Rosângela chora ao lembrar dos momentos de luta contra a correnteza

“Devia ser duas horas da madrugada, quando meu marido acordou aos gritos avisando que a água invadia nossa casa”, relembra a dona de casa Rosângela Pereira Tavares, de 40 anos. O imóvel onde ela morava com o marido e cinco filhas foi destruído pelo rio Paquequé, que atravessa o bairro da Posse.

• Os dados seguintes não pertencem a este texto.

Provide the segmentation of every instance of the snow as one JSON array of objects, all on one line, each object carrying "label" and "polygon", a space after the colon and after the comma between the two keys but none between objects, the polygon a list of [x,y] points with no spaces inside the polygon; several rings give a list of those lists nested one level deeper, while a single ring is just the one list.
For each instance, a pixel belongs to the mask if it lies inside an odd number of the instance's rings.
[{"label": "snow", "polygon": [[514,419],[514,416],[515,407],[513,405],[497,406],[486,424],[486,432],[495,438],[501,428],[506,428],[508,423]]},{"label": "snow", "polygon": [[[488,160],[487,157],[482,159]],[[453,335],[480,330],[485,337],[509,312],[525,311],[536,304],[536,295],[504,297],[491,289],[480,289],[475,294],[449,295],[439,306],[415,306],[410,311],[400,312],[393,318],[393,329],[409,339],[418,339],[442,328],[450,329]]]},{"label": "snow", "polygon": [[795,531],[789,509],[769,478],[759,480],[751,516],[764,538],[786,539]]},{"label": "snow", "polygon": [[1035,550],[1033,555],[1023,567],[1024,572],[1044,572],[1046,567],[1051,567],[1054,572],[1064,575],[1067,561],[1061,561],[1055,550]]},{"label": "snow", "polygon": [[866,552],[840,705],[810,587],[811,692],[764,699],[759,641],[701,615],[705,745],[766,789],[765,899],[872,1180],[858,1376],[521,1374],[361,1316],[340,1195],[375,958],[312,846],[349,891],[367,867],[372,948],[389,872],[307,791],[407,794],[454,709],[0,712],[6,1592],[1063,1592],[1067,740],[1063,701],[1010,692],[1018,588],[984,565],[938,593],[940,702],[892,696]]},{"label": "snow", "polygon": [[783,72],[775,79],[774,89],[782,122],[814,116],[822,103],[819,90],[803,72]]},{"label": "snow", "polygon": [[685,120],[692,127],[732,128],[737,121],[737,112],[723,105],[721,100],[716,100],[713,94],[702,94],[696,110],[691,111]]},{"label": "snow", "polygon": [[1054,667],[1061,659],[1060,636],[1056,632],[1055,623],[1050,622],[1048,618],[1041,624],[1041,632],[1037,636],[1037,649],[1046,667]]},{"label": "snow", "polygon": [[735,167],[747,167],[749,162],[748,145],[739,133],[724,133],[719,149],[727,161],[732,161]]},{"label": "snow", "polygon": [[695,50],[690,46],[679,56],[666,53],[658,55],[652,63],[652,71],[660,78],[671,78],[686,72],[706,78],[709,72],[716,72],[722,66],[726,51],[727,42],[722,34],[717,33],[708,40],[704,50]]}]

Rosângela contou que só teve tempo de pegar no colo as gêmeas Gisele e Luciele, de 11 meses, enquanto o marido, o pedreiro Sandro Correia Pimentel, de 37 anos, buscava as outras filhas do casal, de 8, 14 e 16 anos. “A água já tinha tomado a casa toda. Você sabe o que é enfrentar a correnteza com um bebê no colo?”, indaga, com forte emoção. No caso de Rosângela, o desafio foi em dobro: eram dois bebês. “A água estava acima da minha cintura, foi muito difícil”, ressaltou.

Rosângela e a família estão em um abrigo improvisado no Ginásio Pedrão, no centro de Teresópolis. Apenas o marido não permaneceu no lugar. “Ele foi tentar resgatar nossos parentes. Muita gente morreu. A tia, a sobrinha, o primo... Nem sei contar”, diz entre lágrimas.

Com a bebê Luciele no colo, Rosangela diz que só tem uma preocupação: "Não tenho mais casa, documentos, não tenho mais nada. O que vai ser da gente?”